Multi-Environment Config Strategy

from functools import lru_cache
from pydantic_settings import BaseSettings


class BaseConfig(BaseSettings):
    """Shared config for all environments."""
    APP_NAME: str = "MyApp"
    DATABASE_URL: str
    REDIS_URL: str = "redis://localhost:6379/0"
    SECRET_KEY: str


class DevelopmentConfig(BaseConfig):
    DEBUG: bool = True
    LOG_LEVEL: str = "DEBUG"
    DATABASE_URL: str = "postgresql://user:pass@localhost:5432/myapp_dev"

    class Config:
        env_file = ".env.development"


class StagingConfig(BaseConfig):
    DEBUG: bool = False
    LOG_LEVEL: str = "INFO"

    class Config:
        env_file = ".env.staging"


class ProductionConfig(BaseConfig):
    DEBUG: bool = False
    LOG_LEVEL: str = "WARNING"
    DB_POOL_SIZE: int = 50

    class Config:
        env_file = ".env"


@lru_cache
def get_settings() -> BaseConfig:
    environment = os.environ.get("ENVIRONMENT", "production")
    config_map = {
        "development": DevelopmentConfig,
        "staging": StagingConfig,
        "production": ProductionConfig,
    }
    config_class = config_map.get(environment, ProductionConfig)
    return config_class()


# Usage
settings = get_settings()
print(f"Running in {settings.ENVIRONMENT} mode")

FastAPI Dependency Injection

from functools import lru_cache
from fastapi import FastAPI, Depends
from pydantic_settings import BaseSettings


class Settings(BaseSettings):
    app_name: str = "MyApp"
    database_url: str
    debug: bool = False

    class Config:
        env_file = ".env"


@lru_cache
def get_settings() -> Settings:
    return Settings()


app = FastAPI()


@app.get("/config")
async def show_config(settings: Settings = Depends(get_settings)):
    return {
        "app_name": settings.app_name,
        "debug": settings.debug,
        "environment": os.environ.get("ENVIRONMENT", "production"),
    }


# In tests — override settings
from fastapi.testclient import TestClient
from unittest.mock import patch

def test_config():
    with patch.dict(os.environ, {"DATABASE_URL": "sqlite:///test.db", "DEBUG": "true"}):
        app.dependency_overrides[get_settings] = lambda: Settings()
        client = TestClient(app)
        response = client.get("/config")
        assert response.json()["debug"] is True
    app.dependency_overrides.clear()

Frequently Asked Questions

Should I commit .env files to source control?
Never commit real .env files with secrets. Commit a .env.example with placeholder values and documentation. Add .env to .gitignore. Store production secrets in a secrets manager (AWS Secrets Manager, HashiCorp Vault, Kubernetes Secrets) and inject them as environment variables at runtime.
How do I handle required vs optional config?
Fields without defaults (DATABASE_URL: str) are required — the app fails fast at startup if they're missing.
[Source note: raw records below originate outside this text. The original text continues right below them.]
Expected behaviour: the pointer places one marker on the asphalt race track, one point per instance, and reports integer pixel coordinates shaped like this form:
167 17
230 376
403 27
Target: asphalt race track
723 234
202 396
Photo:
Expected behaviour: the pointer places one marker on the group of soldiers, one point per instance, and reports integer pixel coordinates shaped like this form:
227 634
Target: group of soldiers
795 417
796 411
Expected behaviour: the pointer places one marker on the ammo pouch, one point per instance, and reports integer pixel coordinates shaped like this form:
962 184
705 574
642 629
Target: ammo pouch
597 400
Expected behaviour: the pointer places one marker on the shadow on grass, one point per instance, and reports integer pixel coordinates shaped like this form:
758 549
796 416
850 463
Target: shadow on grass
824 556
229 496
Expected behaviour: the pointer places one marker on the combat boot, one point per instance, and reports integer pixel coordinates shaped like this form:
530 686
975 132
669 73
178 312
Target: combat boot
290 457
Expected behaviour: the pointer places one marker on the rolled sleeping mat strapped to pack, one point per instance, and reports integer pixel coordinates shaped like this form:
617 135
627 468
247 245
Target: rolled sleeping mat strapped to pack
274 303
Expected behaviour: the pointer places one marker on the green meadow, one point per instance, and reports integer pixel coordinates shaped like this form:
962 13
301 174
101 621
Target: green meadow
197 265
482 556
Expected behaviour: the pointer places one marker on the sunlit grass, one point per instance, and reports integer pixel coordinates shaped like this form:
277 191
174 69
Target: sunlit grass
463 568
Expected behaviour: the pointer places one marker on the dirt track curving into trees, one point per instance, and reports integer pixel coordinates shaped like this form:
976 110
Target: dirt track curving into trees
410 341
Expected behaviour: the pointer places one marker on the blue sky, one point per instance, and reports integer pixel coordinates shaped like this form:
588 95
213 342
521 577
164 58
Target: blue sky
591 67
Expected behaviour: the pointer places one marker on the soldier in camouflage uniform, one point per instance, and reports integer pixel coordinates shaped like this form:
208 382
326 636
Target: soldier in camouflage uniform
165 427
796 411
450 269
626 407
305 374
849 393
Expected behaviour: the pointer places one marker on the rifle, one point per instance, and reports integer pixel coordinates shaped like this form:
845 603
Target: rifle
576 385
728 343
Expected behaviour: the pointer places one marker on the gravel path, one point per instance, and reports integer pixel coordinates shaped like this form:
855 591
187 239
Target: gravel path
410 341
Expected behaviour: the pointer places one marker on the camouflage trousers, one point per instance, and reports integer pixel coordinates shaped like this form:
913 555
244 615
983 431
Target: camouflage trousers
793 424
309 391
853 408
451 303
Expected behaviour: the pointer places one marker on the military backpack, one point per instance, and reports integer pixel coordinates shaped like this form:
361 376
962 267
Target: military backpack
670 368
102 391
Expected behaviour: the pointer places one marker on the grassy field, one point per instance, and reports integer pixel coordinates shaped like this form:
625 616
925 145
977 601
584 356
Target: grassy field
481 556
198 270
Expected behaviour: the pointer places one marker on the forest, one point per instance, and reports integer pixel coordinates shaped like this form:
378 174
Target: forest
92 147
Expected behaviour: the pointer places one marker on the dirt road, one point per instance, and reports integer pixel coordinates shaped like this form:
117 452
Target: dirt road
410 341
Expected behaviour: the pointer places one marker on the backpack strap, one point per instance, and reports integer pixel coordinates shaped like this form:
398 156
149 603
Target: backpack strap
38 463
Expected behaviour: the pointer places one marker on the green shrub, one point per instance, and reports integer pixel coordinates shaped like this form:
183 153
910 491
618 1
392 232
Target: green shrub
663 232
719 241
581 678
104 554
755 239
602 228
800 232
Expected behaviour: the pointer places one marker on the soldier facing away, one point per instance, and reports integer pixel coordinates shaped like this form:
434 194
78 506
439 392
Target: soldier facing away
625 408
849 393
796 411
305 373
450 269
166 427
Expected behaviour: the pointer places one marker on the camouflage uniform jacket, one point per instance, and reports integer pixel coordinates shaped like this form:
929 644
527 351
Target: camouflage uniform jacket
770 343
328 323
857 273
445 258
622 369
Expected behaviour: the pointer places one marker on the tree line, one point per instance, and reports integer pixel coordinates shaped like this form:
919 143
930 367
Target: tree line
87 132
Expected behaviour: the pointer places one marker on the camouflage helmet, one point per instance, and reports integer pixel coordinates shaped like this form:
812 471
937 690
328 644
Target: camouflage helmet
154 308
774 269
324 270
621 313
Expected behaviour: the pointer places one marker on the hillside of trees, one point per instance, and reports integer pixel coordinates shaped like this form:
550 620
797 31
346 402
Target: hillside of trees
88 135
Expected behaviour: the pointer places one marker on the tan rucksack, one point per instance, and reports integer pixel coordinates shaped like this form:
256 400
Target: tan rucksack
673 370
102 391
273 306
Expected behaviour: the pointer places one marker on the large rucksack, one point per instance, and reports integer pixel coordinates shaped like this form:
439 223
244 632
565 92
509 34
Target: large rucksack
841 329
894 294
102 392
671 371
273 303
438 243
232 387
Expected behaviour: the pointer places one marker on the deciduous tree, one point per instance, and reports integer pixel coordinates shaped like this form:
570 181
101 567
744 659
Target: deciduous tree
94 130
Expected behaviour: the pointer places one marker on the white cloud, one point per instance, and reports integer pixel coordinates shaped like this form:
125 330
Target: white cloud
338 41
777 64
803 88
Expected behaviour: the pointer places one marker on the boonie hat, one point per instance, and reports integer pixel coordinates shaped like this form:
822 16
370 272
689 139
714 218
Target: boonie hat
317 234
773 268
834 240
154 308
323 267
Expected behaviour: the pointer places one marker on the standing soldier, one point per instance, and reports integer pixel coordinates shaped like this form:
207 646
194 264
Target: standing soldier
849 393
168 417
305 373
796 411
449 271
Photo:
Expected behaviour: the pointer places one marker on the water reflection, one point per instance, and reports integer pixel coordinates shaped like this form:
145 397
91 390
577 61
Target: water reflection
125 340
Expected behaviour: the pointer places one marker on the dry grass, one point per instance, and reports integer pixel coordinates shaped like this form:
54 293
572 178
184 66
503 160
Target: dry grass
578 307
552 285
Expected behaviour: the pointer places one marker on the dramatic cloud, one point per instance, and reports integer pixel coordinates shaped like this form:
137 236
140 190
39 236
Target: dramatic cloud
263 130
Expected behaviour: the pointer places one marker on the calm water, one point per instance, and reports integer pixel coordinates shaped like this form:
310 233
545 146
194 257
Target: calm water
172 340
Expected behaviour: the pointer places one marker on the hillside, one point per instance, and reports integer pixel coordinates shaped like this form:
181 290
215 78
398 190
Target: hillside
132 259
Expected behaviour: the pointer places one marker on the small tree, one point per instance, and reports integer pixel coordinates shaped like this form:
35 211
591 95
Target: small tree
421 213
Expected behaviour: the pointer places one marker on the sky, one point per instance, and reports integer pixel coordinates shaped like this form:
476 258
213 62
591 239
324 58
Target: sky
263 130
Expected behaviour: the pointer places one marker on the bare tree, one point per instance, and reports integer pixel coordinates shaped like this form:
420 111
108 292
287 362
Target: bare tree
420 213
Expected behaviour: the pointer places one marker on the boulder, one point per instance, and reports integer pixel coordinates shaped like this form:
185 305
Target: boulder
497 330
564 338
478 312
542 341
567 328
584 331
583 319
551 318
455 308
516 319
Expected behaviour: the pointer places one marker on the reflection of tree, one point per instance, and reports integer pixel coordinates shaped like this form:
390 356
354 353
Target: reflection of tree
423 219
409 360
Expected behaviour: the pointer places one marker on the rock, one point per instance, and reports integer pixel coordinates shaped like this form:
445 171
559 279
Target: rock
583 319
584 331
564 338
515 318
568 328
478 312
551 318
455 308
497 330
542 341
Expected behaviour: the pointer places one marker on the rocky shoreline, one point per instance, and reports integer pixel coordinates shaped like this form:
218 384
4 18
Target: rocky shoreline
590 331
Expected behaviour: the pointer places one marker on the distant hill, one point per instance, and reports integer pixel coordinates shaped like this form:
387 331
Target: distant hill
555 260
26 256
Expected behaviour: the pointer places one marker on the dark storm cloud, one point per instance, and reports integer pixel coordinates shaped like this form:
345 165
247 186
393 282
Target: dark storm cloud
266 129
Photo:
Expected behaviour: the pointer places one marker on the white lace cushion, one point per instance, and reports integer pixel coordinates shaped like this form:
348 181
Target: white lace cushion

Fields with defaults (DEBUG: bool = False) are optional. This fail-fast behaviour is better than discovering missing config at runtime when the first database query fails.
How do I reload config without restarting?
Remove the @lru_cache and cache invalidation is automatic. For hot-reload of feature flags or non-secret config, use a dedicated config service (LaunchDarkly, AWS AppConfig) that streams updates. For secrets, rotate them in the secrets manager and restart pods — Kubernetes makes this straightforward.